The Morph deployment plugin can deploy a system image for NFS booting. You'll need to configure the device manually to use TFTP, Morph does not help with that. To deploy the system, you need a TFTP and NFS server, with specific filesystem layout.
/srv/nfsboot/ all files for nfsbooting
foo/ everything for device id foo
systems/ all system versions
default -> v1 current default system version
v1/
orig/
run/
state/
home/ example
tftp/
foo-v1 -> ../foo/systems/v1/orig/kernel
foo -> foo-v1 (or whatever version)
The server needs to have /srv/nfsboot created, and have an NFS and a TFTP server configured. The TFTP server should serve files from /srv/nfsboot/tftp.
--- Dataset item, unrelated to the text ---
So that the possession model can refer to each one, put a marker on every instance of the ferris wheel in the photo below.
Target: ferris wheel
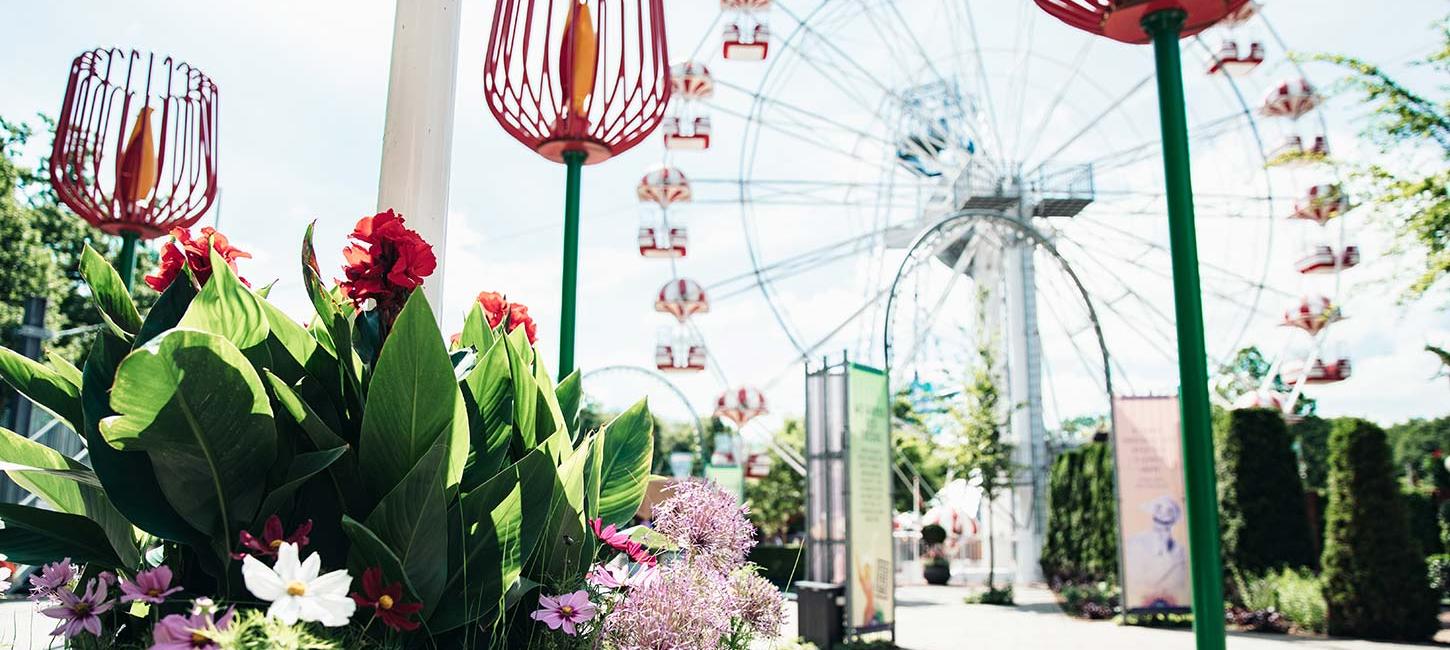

The person running "morph deploy nfsboot" needs root access on the server, in order to create and modify system files, and to restart the NFS service.
FIXME: needs to usea cluster morph. To do the deployment:
morph deploy nfsboot $MORPHOLOGY $SERVER \
HOSTNAME=foo VERSION_LABEL=v1 \
NFSBOOT_CONFIGURE=yes
where $MORPHOLOGY is the name of the system morphology (in the current cloned definitions repo), and $SERVER is the address of the TFTP and NFS server. HOSTNAME is the name of the device, and VERSION_LABEL is the version of the system you're deploying (e.g., "v1", "v2", "2013-07-10", or whatever makes sense to you).
This will create /srv/nfsboot/foo, and put all the necessary files in there. It will also copy the kernel to /srv/nfsboot/tftp. It will also modify /etc/exports, if necessary, and restart/reload the NFS server.
After this, you can manually boot the device, and it should start running the version of Baserock you just deployed.